Objective: To investigate the expression of the genes fragile histidine triad (FHIT), Bcl-2, and Bax, biological markers of breast infiltrating ductal carcinoma in this carcinoma and clinicopathological significance thereof.
Methods: The clinical data of 100 patients with breast infiltrating ductal carcinoma, all females, aged 435 (28 - 92), were collected. Immunohistochemistry was used to detect the protein expression of FHIT, Bcl-2 and Bax in the carcinoma tissues resected during operation.

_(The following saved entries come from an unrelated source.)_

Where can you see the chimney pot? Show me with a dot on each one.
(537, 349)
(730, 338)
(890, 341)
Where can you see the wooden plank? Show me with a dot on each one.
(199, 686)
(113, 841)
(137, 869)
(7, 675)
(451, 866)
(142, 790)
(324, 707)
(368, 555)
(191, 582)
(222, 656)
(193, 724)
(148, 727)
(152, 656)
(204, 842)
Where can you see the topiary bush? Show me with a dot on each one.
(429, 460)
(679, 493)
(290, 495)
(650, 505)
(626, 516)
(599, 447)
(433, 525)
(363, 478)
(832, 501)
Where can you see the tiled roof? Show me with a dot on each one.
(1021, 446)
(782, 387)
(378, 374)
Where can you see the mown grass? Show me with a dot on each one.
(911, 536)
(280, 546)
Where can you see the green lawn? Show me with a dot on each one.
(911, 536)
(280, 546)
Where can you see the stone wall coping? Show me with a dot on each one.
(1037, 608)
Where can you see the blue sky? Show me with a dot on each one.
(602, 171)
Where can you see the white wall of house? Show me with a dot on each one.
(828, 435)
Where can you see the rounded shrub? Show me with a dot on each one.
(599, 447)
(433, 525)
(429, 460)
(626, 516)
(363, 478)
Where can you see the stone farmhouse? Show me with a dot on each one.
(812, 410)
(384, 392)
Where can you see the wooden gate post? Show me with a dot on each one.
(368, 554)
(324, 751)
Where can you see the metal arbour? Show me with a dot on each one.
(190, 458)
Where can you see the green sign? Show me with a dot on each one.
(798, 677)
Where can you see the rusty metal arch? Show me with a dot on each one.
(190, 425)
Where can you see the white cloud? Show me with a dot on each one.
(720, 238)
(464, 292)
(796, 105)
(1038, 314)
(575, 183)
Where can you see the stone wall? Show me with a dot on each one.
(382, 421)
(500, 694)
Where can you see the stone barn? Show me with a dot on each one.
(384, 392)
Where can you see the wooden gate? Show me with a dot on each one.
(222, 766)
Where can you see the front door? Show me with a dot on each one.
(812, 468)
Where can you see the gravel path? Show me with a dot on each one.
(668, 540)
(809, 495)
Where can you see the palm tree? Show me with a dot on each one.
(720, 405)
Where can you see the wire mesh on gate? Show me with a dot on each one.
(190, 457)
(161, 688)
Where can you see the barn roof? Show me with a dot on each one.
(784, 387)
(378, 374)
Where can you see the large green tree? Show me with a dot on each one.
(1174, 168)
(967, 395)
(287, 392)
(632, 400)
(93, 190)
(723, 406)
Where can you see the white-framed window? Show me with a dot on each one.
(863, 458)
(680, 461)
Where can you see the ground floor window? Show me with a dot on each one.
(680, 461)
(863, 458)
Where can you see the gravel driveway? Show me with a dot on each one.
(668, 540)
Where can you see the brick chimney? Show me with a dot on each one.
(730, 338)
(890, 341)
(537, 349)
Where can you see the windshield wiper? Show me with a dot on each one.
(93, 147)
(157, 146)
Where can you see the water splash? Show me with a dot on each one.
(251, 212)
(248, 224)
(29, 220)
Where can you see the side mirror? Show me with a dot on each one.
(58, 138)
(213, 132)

Results: The protein expression rates of FHIT, Bcl-2 and Bax in the tumor tissues were 73%, 50%, and 34% respectively. The disease free survival (DFS) and overall survival (OS) of the FHIT positive patients were 81.8 months and 123.6 months, both significantly longer than those of the FHIT-negative patients (27.7 months and 74 months, both P < 0.05). The DFS of the Bcl-2-positive patients was 83 months, significantly longer than that of the Bcl-2-negative patients (45 months, P < 0.05). The mean DFS of the Bcl-2-positive patients who received postoperative adjuvant chemotherapy was 54.8 months, significantly longer than that of the Bcl-2-negative patients who received postoperative adjuvant chemotherapy (41.6 months). The mean DFS and OS of the Bcl-2-negative patients receiving CAF regimen were 55 months and 58.8 months respectively, both longer than those of the Bcl-2-negative patients receiving other regimens (27 months and 36 months respectively). However, the expression of Bax failed to show correlation with the prognosis of breast infiltrating ductal carcinoma.
Conclusion: Expression of FHIT and expression of Bcl-2 are positively correlated to the DFS and OS of the breast infiltrating ductal carcinoma. Bax is not predictive to the prognosis of breast infiltrating ductal carcinoma.